You can pick up a jar of Prosecco jam with strawberry and edible gold from Alcoholic Jam, or sample Hollah’s chilli, strawberry and Prosecco chutney.

Although not technically a condiment, a jar of Don Antonio’s ‘plump caperberries marinated in crisp Prosecco’ is available in Harrods for £5.

8. Confectionery

Gummies, marshmallows, humbugs, lollipos and chocolates – Prosecco has well and truly invaded the confectionery category.

From SugarSin’s rose-coloured treats to Prosecco chocolates by the bucket load, from the likes of Friars, Hotel Chocolat and The London Chocolate Company to name but a few.

The sparkler has also inspired a collaboration between I Heart Wines’ Prosecco and Meringue Girls, of instagram fame, witnessing the creation a Prosecco meringue kiss range.

9. Popcorn

Popcorn is no stranger to weird and whacky flavour combinations, therefore, it shouldn’t be a surprise that it has come into contact with the Italian fizz.

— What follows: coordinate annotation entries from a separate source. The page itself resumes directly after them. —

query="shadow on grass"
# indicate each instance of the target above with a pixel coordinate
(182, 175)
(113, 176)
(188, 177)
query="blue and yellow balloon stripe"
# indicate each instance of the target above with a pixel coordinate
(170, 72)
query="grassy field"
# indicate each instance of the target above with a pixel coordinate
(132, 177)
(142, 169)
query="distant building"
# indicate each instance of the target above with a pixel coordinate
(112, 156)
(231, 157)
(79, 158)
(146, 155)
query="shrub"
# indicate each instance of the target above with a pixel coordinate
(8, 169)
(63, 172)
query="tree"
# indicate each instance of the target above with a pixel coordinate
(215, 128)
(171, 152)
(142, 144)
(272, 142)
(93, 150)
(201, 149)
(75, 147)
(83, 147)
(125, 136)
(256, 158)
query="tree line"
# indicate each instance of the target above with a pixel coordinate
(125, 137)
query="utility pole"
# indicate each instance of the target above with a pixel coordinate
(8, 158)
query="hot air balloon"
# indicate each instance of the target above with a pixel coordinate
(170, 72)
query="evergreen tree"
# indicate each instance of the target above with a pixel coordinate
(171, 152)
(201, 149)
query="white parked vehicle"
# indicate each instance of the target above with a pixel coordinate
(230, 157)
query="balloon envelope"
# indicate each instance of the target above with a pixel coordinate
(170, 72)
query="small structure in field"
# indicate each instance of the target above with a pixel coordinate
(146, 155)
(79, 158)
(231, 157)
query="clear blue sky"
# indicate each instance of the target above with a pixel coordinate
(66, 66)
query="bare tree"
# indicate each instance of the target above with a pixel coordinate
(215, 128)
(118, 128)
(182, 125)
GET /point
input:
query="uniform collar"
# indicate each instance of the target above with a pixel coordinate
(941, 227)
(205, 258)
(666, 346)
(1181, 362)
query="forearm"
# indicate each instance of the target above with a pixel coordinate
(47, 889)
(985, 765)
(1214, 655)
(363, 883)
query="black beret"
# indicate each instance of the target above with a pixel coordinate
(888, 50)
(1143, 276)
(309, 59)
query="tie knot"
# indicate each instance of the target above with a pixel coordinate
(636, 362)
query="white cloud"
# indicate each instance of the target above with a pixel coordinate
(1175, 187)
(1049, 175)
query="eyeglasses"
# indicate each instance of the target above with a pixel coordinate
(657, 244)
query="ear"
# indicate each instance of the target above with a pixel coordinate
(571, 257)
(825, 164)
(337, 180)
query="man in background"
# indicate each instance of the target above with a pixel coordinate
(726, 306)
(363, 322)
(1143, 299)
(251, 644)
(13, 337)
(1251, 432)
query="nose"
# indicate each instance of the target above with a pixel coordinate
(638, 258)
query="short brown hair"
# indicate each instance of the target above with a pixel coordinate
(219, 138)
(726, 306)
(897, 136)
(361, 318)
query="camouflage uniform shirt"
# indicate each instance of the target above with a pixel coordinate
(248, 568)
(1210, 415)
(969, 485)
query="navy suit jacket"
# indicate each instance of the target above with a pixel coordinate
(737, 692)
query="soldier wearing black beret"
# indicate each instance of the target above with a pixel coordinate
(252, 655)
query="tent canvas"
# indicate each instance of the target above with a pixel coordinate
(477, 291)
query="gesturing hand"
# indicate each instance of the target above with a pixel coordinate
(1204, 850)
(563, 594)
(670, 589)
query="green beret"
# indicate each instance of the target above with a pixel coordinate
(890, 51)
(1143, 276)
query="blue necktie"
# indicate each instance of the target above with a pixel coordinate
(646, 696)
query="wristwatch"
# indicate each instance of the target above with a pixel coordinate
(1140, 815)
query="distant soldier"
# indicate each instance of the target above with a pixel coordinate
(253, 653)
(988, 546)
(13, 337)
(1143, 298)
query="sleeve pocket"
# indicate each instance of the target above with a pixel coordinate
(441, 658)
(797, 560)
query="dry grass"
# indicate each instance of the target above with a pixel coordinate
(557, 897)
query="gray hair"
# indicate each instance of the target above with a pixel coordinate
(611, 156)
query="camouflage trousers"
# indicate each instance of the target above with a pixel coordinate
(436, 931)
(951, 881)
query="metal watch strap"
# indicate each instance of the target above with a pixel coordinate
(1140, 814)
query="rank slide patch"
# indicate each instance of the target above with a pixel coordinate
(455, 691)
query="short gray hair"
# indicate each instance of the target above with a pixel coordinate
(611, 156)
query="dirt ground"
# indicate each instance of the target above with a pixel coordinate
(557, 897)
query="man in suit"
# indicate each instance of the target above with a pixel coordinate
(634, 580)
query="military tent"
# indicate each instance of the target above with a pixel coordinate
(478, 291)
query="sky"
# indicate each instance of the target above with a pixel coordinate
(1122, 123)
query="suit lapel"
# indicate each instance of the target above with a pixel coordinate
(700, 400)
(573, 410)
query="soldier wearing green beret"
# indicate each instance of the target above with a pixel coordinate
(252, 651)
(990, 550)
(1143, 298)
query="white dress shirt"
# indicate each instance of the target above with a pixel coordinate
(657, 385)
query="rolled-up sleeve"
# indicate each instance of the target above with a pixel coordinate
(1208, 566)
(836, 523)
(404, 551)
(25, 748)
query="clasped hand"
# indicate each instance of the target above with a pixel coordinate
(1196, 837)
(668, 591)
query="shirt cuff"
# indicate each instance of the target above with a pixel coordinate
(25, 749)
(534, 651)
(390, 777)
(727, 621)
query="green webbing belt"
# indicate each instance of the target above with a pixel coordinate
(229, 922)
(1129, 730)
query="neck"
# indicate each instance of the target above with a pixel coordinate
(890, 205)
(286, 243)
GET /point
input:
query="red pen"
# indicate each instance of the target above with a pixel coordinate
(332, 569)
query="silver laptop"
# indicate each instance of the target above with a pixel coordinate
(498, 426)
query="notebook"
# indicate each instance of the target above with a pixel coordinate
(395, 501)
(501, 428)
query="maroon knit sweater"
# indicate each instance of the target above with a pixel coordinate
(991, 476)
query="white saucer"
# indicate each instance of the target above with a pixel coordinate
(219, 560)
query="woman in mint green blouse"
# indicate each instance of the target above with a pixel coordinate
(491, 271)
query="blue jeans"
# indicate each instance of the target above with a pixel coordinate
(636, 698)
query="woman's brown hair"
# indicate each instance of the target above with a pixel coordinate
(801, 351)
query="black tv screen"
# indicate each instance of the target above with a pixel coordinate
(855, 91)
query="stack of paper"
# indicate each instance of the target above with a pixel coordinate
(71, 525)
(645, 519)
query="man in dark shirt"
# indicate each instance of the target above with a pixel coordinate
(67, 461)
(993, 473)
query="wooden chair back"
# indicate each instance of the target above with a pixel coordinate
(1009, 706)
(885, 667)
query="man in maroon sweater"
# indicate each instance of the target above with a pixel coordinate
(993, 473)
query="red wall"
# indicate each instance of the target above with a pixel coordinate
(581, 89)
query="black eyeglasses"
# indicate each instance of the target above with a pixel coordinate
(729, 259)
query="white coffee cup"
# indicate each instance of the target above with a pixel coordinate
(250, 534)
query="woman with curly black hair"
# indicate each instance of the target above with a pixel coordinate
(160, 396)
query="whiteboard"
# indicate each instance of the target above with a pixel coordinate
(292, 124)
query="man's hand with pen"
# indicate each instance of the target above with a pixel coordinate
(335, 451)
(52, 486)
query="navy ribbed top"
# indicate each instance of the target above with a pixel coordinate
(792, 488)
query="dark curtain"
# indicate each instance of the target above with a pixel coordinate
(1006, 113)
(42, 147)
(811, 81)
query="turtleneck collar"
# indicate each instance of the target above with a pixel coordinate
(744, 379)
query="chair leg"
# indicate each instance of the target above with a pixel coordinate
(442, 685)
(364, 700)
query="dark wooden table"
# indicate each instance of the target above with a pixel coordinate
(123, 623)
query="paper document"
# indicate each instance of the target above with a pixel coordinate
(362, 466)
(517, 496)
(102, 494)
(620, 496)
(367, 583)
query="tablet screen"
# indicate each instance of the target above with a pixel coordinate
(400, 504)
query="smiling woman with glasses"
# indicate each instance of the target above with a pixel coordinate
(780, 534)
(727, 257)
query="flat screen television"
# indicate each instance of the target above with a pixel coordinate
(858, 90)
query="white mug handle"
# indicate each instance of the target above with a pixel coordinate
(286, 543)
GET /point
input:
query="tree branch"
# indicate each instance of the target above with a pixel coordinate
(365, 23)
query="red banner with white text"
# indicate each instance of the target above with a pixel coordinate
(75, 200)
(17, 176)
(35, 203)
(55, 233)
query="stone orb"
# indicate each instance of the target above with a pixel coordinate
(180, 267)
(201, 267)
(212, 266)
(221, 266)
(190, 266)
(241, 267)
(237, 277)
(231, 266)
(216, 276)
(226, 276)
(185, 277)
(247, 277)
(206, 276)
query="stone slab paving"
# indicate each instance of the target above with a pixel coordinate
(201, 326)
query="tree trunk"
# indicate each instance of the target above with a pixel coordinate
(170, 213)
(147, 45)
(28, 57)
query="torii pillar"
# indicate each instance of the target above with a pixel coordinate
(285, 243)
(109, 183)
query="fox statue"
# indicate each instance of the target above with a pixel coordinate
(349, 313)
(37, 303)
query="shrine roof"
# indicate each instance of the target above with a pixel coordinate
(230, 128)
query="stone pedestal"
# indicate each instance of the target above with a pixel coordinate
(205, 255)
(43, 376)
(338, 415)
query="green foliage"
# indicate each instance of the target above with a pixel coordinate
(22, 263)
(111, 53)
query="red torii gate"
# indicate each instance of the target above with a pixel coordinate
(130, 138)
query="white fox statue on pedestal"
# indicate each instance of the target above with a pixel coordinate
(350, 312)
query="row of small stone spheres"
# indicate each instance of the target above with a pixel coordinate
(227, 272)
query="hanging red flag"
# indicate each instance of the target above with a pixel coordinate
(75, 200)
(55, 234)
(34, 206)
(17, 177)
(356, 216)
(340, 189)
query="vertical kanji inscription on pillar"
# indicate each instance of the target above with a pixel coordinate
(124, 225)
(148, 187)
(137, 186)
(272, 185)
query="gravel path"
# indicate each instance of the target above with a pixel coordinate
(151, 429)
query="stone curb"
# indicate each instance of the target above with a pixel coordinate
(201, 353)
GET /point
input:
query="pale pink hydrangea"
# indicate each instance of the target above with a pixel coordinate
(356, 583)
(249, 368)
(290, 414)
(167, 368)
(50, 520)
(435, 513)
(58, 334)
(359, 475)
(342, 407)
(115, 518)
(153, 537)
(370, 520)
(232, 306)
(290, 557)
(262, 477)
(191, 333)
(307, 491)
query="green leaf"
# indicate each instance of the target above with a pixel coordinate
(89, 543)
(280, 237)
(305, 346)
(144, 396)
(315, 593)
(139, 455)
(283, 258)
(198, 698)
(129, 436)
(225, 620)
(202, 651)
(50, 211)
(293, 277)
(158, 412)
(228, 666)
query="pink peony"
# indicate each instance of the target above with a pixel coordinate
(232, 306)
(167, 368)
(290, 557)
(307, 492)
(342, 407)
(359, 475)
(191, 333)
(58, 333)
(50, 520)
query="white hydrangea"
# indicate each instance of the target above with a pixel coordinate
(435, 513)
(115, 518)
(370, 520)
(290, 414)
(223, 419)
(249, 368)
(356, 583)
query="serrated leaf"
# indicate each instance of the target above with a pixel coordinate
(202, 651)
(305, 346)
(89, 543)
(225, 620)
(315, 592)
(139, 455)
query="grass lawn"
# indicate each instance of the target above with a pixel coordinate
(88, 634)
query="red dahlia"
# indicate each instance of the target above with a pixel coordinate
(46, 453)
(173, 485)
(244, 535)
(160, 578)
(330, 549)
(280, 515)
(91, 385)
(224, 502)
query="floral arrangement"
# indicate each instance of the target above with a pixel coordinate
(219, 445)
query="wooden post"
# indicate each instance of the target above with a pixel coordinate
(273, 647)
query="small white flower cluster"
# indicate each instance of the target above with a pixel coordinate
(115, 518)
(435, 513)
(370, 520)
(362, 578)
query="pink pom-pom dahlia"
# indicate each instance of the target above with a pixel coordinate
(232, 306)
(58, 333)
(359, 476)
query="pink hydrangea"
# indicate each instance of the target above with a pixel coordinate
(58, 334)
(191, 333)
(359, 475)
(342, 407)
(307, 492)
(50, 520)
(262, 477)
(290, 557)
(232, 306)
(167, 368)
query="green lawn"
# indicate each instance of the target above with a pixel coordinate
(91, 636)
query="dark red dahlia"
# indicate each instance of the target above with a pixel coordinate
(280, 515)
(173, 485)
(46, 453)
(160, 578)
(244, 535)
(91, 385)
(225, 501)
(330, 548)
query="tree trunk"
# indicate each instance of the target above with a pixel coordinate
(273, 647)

Hearth and Heritage Ltd’s Prosecco and strawberry gourmet caramel popcorn is one such example. Popcorn aficionados Joe & Seph’s have even developed a Prosecco and caramel sauce for coating corn, drizzling over desserts and using as a dip for berries.

10. Scented candles

Finally, what better way to create a relaxing ambiance that by lighting a Prosecco-scented candle. With choices aplenty, unwind with the heady scent of Heyland & Whittle’s clementine & Prosecco candle, Voluspa’s Prosecco bellini burner or Vineyard Candles’ Prosecco offering which purports to be ‘lively and fruity with a subtle hint of oak background.’